Day 31: Unified Memory Deep Dive

字数

1688 字

阅读时间

11 分钟

In this lesson, we dive deep into Unified Memory by exploring how to use cudaMallocManaged() with multiple kernels and measure the overhead caused by page faults due to poor data locality. Unified memory allows both the CPU and GPU to access the same memory allocation, but if data access patterns are not localized, it can lead to excessive page migrations (i.e., page faults), which in turn can degrade performance.

Key Learning Objectives:

Understand how Unified Memory works, including on-demand page migration.
Learn to use cudaMallocManaged() for memory allocation accessible by both host and device.
Observe the impact of poor data locality on page-fault overhead by comparing two kernels:
- One with good data locality (sequential access).
- One with poor data locality (random access).
Use CUDA events to measure kernel execution time and estimate page fault overhead.
Discuss strategies for improving data locality to minimize page migration.

References:

Overview
Unified Memory and Page Migration
Practical Exercise: Measuring Page-Fault Overhead
Conceptual Diagrams
Common Debugging Pitfalls and Best Practices
References & Further Reading
Conclusion
Next Steps

1. Overview

Unified Memory (allocated with cudaMallocManaged()) offers a simplified memory model where the CPU and GPU share the same address space. However, this convenience comes at a cost: when data access patterns lack spatial locality, excessive page migrations occur. These migrations (page faults) can significantly increase the execution time of kernels.

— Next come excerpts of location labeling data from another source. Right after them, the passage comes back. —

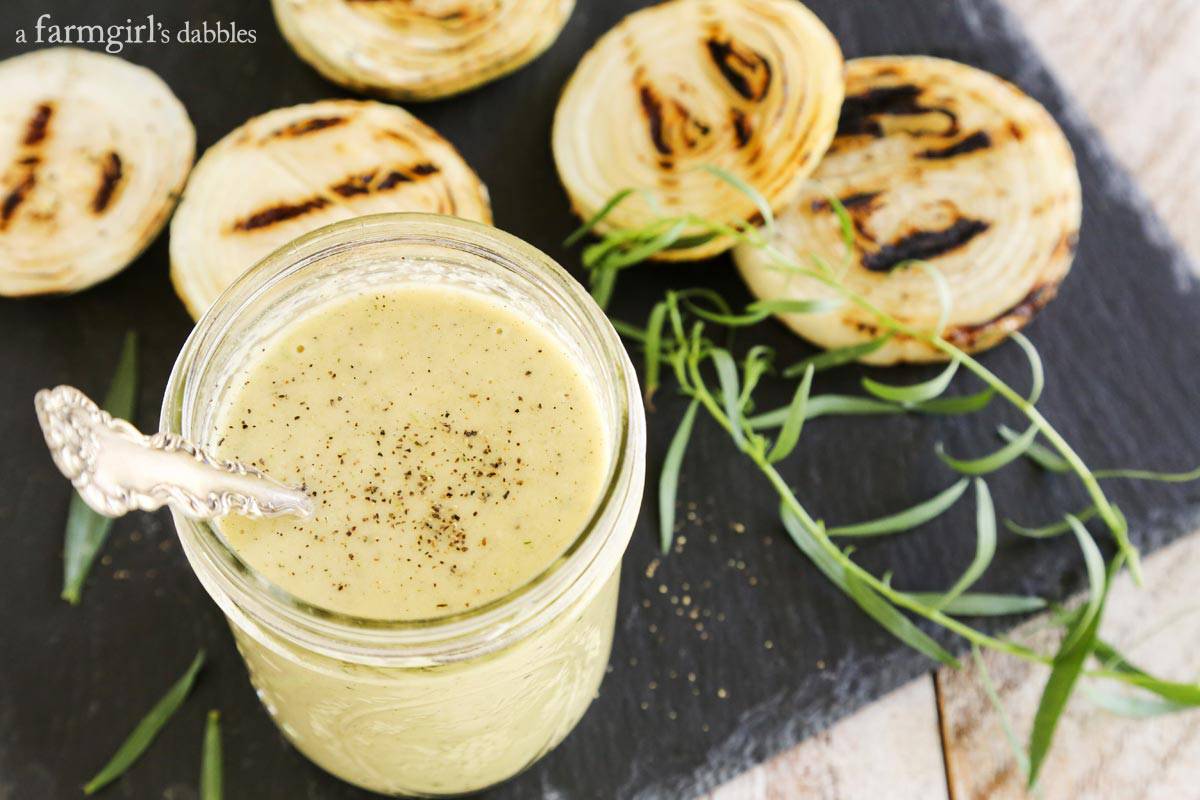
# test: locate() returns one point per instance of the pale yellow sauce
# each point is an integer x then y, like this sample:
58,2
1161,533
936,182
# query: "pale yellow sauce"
454,451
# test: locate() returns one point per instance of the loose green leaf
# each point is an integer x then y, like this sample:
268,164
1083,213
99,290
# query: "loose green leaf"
1147,475
761,310
941,286
147,729
972,603
991,462
669,480
85,529
826,405
867,599
1097,585
1068,663
211,779
647,248
755,366
957,404
1037,372
985,545
768,217
727,376
1117,667
989,689
1054,529
790,433
598,217
653,347
1126,704
604,280
838,356
916,392
845,224
909,518
1038,453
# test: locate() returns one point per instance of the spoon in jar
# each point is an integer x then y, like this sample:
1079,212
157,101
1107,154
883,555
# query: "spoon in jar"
118,469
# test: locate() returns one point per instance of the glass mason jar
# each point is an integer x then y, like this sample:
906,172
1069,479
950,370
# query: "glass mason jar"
443,705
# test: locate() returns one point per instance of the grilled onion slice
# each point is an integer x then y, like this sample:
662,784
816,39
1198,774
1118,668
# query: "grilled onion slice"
295,169
750,86
94,151
940,162
419,49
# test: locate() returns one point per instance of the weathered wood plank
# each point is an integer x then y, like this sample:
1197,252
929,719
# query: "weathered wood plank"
1134,70
895,735
1096,753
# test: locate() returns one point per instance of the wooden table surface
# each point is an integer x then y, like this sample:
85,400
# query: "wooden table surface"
1134,70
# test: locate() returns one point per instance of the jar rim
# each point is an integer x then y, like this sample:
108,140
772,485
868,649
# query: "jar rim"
247,595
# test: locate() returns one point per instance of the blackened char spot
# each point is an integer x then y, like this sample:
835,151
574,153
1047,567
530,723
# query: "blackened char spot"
850,202
406,175
353,185
858,112
111,173
747,71
16,197
653,109
309,126
281,212
670,122
39,125
1020,313
924,245
742,127
977,140
393,179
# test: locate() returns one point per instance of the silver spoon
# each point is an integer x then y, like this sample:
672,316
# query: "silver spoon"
118,469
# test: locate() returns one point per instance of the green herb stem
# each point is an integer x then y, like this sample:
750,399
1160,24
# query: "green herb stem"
85,529
142,735
211,779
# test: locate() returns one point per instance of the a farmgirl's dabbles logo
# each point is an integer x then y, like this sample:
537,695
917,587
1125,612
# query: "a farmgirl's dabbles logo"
148,30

In this lesson, we compare two kernels operating on the same unified memory allocation:

Kernel A (Good Data Locality): Accesses data sequentially.
Kernel B (Poor Data Locality): Accesses data in a random pattern.

We use CUDA events to measure the execution time of each kernel to highlight the overhead due to page migration.

2. Unified Memory and Page Migration

Unified Memory automatically migrates pages between CPU and GPU on demand. When a kernel accesses a memory page that is not resident on the GPU, a page fault occurs, and the required page is transferred from CPU to GPU memory. If the access pattern is sequential, the GPU can often prefetch contiguous pages, reducing the overhead. However, if the access pattern is random, frequent page faults can occur, leading to excessive migration overhead and poor performance.

3. Practical Exercise: Measuring Page-Fault Overhead

a) Kernel with Good Data Locality (Sequential Access)

This kernel performs a simple vector addition by sequentially accessing the unified memory.

cpp

// kernelSequential.cu
#include <cuda_runtime.h>
#include <stdio.h>

// Kernel A: Sequential vector addition (good data locality).
__global__ void vectorAddSequential(const float *A, const float *B, float *C, int N) {
    int idx = threadIdx.x + blockIdx.x * blockDim.x;
    if (idx < N) {
        C[idx] = A[idx] + B[idx];
    }
}

Comments:

Threads access elements in sequential order, which promotes good data locality.
This minimizes page faults because memory accesses are contiguous.

b) Kernel with Poor Data Locality (Random Access)

This kernel accesses unified memory in a pseudo-random order to simulate poor data locality and induce excessive page migrations.

cpp

// kernelRandom.cu
#include <cuda_runtime.h>
#include <stdio.h>

// Kernel B: Randomized vector addition (poor data locality).
__global__ void vectorAddRandom(const float *A, const float *B, float *C, int N, int stride) {
    int idx = threadIdx.x + blockIdx.x * blockDim.x;
    if (idx < N) {
        // Compute a pseudo-random index based on a stride to disrupt sequential access.
        int randIdx = (idx * stride) % N;
        C[randIdx] = A[randIdx] + B[randIdx];
    }
}

Comments:

Each thread computes a pseudo-random index (randIdx) to access memory.
This random access pattern leads to poor spatial locality and thus higher page fault overhead.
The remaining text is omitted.